Я попал в еще худший переплет, чем в прошлый раз. Пил еще больше. Чтобы не потерять чувства собственного достоинства. Но вино уже не оказывало прежнего действия. Я был мрачен, даже когда был пьян. Мне казалось, я ни на шаг не приближаюсь к цели. Если у меня вообще была какая-нибудь цель.
Луна и Солнце прочь бегут,
Весь мир снедает пустота,
И нет ни пищи, ни питья,
Вокруг пустыня разлита.
И конечно, никто ничего у меня не покупал.

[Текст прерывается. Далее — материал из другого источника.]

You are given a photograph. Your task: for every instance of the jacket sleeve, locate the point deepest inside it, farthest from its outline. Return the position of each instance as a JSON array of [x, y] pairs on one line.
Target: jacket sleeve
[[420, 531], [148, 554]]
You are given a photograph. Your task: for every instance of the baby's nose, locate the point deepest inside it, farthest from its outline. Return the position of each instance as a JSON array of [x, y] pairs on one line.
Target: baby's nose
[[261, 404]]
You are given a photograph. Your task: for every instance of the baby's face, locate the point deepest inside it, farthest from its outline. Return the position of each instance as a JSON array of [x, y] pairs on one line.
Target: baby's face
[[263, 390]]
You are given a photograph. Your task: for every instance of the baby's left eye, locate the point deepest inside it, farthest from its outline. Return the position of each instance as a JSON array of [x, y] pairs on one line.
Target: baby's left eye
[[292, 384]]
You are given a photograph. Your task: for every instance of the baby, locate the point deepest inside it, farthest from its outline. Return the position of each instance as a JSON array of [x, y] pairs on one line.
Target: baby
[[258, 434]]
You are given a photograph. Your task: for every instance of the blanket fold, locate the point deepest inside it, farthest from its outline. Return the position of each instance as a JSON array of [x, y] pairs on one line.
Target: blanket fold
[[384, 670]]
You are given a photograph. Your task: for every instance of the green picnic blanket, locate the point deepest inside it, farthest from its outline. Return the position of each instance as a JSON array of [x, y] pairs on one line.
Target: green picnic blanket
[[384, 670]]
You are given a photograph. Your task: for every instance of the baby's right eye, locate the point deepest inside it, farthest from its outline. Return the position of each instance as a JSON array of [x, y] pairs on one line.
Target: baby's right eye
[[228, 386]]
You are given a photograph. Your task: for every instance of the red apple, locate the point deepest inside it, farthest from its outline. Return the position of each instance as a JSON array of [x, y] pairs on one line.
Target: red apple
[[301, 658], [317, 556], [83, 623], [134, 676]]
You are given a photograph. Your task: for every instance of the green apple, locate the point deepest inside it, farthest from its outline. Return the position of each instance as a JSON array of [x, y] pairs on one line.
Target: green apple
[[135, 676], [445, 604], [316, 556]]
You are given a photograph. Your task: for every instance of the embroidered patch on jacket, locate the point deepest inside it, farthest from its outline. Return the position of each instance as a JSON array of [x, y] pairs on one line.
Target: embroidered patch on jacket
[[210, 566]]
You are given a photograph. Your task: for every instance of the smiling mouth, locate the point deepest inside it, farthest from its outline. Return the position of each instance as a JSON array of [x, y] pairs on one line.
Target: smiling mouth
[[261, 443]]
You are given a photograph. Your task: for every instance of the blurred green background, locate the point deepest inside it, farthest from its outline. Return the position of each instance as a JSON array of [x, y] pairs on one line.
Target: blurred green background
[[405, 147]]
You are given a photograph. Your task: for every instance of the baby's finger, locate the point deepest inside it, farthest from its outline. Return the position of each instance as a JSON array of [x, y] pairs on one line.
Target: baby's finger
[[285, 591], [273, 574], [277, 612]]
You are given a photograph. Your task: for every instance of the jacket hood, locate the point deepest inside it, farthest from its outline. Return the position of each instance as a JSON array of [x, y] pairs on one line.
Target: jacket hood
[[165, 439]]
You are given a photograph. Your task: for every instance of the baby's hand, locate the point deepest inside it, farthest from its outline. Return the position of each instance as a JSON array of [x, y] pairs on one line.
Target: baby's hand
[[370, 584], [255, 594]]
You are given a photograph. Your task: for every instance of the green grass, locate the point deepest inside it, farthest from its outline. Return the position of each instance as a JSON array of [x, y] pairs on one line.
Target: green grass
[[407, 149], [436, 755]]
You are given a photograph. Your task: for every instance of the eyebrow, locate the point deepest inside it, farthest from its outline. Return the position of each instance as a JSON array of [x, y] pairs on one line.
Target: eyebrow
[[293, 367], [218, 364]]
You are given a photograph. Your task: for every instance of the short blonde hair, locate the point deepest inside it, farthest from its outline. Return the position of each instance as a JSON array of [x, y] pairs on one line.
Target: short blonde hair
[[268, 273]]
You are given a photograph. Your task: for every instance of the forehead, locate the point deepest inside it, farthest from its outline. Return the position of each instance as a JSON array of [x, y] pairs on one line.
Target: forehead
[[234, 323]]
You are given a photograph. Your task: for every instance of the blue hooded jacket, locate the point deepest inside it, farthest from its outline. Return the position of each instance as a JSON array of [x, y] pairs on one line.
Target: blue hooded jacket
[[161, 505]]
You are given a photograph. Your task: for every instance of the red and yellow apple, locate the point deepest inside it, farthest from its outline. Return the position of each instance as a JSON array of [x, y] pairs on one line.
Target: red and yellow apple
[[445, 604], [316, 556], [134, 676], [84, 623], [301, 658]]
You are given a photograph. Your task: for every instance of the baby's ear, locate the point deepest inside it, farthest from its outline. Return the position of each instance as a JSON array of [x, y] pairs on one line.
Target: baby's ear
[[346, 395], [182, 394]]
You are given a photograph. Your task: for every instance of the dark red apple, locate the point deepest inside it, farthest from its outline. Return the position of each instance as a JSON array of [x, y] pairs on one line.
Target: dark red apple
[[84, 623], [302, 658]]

Люди не понимали, что я хочу сказать. Возможно, я и сам этого не понимал. Меня словно зельем опоили. Я не знал, гонюсь ли я за настоящей девой или за вурдалаком в образе феи.
Уста младенческие – мед.
Улыбка уст – вино и хлеб,
Игра неистовых очей
Влекут к усладам юных лет.
Она бежит его, как лань,
Средь чащ, взметнувшихся кругом,
А он за ней и день и ночь,
Любви уловками влеком.
Главное – заарканить форму. А она так стыдлива. Сезанн и кубисты поймали своих дев, когда вытолкали взашей старую песочницу импрессионизм. Но кубисты сделали это слишком легко. Они сбили их с ног ударом молотка, раскололи на куски и связали куски, проволокой. Большинство дев преставилось, а остальные стал побольше походить на клетки для птиц, чем на воплощение интуиции и восторга. Сезанн был настоящий мастер. Классик. Оркестр в полном составе. Что же, я думаю, бедный старый Сезанн блуждал в пустыне еще дольше, чем я... блуждал всю свою жизнь. Дева убегала от него так быстро, что он вряд ли ловил ее чаще раза а год. А стоило ее поймать – ау, ищи ветра в поле.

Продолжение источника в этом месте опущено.